Silversmith and fur trader John Kinzie was one of Chicago’s first settlers, so it’s appropriate that a pioneering bicycle facility was built on his namesake street. Yesterday was the ribbon cutting ceremony for the Kinzie Street protected bike lane, the city’s first, which runs a half mile between Milwaukee Avenue and Wells Street.

Staffers from the Chicago Department of Transportation (CDOT), downtown alderman Brendan Reilly’s office, the Active Transportation Alliance and SRAM, a local bike parts company, were there to celebrate. There were only a handful of civilian cyclists present, partly due to the 11 am start time. The city’s Bicycling Ambassadors and Junior Ambassadors were out in force and the freaky marching band Environmental Encroachment provided a spirited soundtrack.
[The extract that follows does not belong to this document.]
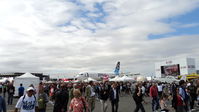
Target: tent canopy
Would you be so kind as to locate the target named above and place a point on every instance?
(89, 79)
(26, 79)
(27, 75)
With the fragrant Blommer Chocolate factory as a backdrop, CDOT Commissioner Gabe Klein, nattily dressed in a white suit, gave opening remarks. He stressed the importance of the new bike lane, which protects cyclists from moving traffic via flexible bollards and a line of parked cars, in encouraging more people to try urban cycling. “If you want to change people’s behavior and make if feel like it’s safe to walk and bike, you’ve got to make it safer,” he said.